Vuela desde Split a cinco islas dálmatas: explora la luminosa Cueva Azul, nada en la laguna de Budikovac, relájate en las playas de Pakleni y pasea por las calles antiguas de Hvar con tiempo libre para comer o descubrir. Risas con guías locales y momentos que quedan mucho después de quitarte la sal.
Alguien me pasa un chaleco salvavidas — huele a sal y protector solar — y antes de que mi café haga efecto ya estamos saltando las olas fuera del puerto de Split. El capitán (¿Marko? Creo que se llamaba así) nos sonríe por encima del hombro, con el pelo despeinado por el viento. Hay un silencio emocionado mientras pasamos las primeras islas, todos agarrando gafas de sol y móviles, intentando no mostrar nervios. La palabra clave aquí sería “tour Cueva Azul desde Split” pero nadie lo dice en voz alta. Solo señalamos el horizonte y reímos cuando el agua nos salpica la cara.

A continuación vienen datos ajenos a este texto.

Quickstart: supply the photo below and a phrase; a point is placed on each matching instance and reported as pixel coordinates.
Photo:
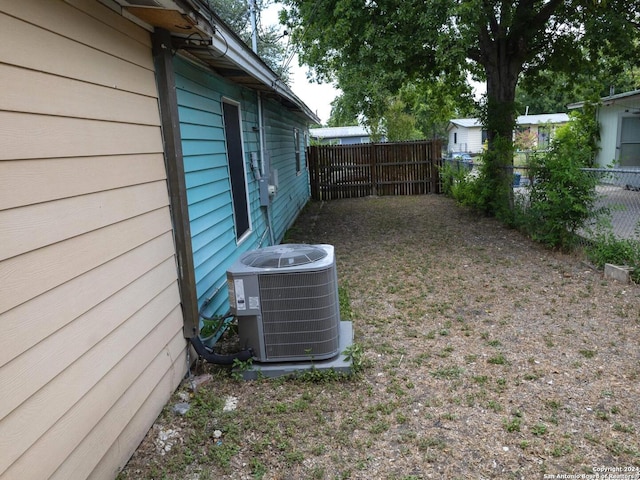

Al llegar a Biševo, hay una pausa extraña — toca esperar turno para entrar a la Cueva Azul. Los guías bromean en croata; uno intenta enseñarme a decir “modra špilja” pero lo pronuncio fatal y se ríe. Dentro, solo se oye el agua rozando el barco. Esa luz azul hace algo en el cerebro — todo brilla bajo el agua como si alguien encendiera una lámpara secreta. A veces cierro los ojos y aún recuerdo esa imagen.
Luego nos lanzamos a la cala Stiniva (la entrada es tan estrecha que pensé que no pasaríamos), y paramos en la isla Budikovac donde el agua es cristalina y turquesa. Nadar ahí es como reiniciar los sentidos — al principio fría, luego perfecta. La comida es libre; paseas por Hvar con el pelo salado, tal vez pruebas pescado a la parrilla o solo un café si eres como yo y no te decides. Alguien del grupo compró un saquito de lavanda a una señora mayor junto a la iglesia. El aroma quedó en el aire por horas.
Las Pakleni son la última parada — rocas calentadas por el sol, risas de bares de playa, pies en arena fresca. No hay prisa para volver a Split; la gente se queda dormida o comparte fotos mientras Marko nos lleva de regreso. Mi piel estaba tirante por la sal y el sol, pero de buena manera, ¿sabes? No todo salió perfecto (perdí la toalla en algún momento), pero eso también forma parte de la aventura.
El tour dura todo el día, suele salir por la mañana de Split y regresa al atardecer o temprano en la noche.
No, la comida no está incluida pero hay tiempo libre en Hvar para comprar algo o comer.
Sí, lleva efectivo para la entrada a la Cueva Azul, se paga directamente en el barco (18-24€ según temporada).
Sí, el equipo de snorkel está incluido en las paradas para nadar como en la isla Budikovac.
Sí, las Pakleni son una de las paradas principales para nadar o relajarse en la playa.
Sí, los niños pueden participar pero deben ir acompañados por un adulto durante todo el recorrido.
No, no se recomienda para embarazadas por las condiciones del viaje en lancha rápida.
Lleva bañador, toalla (¡no la pierdas!), protector solar y algo de efectivo para la entrada a la cueva y gastos personales.
Tu día incluye un lugar en una lancha rápida compartida con capitán y marinero que te guían entre Split y cinco islas—entrada a la Cueva Azul se paga aparte en efectivo—combustible incluido, acceso a nevera a bordo para bebidas o snacks que lleves, uso de equipo de snorkel en paradas como Budikovac, y servicios básicos como baño a bordo antes de regresar a Split por la tarde.